Al estrenar un nuevo año, brindamos por la felicidad y la paz de nuestros seres queridos, deseos que hacemos extensivos a muchas otras personas, especialmente a aquellas que más sufren. Bien es verdad que algo nos dice que esos anhelos, que anidan en lo más hondo de nuestro corazón y que afloran en estas circunstancias, normalmente sirven para poco.
Ante esta deriva pesimista, que nos lleva a enterrar nuestros más bellos sentimientos, podríamos hacer justo lo contrario: ponerles nombre y alimentarlos; porque el deseo es una fuerza enorme que podemos aprovechar para crecer y, sobre todo, porque a través de ellos Dios nos recuerda cuál es nuestra vocación definitiva: ser plenamente felices, viviendo como una familia universal de hermanos y hermanas «que se acogen recíprocamente y se preocupan los unos de los otros» (FT 96), apoyados en la experiencia de la cercanía y el amor de Dios, padre común de la humanidad.
Demos alas a nuestros anhelos más hondos y pongamos medios concretos para hacerlos realidad.

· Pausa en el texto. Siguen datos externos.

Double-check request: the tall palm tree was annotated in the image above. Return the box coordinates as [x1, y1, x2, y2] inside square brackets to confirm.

El mensaje del Santo Padre para la Jornada Mundial de la Paz, que celebramos cada primero de enero, me sugiere tres pistas para avanzar en este camino:
1º. Reflexión y autocrítica. Como personas, como sociedad y también como comunidad cristiana, no avanzaremos si no dejamos a un lado los discursos autocomplacientes y victimistas. «Ha llegado el momento –dice Francisco– de tomarnos un tiempo para cuestionarnos, aprender, crecer y dejarnos transformar, de forma personal y comunitaria». Tenemos que pensar seriamente adonde nos conduce el camino que llevamos y reconocer errores; esos que vemos tan claramente en los demás y que tanto nos cuesta advertir en nosotros.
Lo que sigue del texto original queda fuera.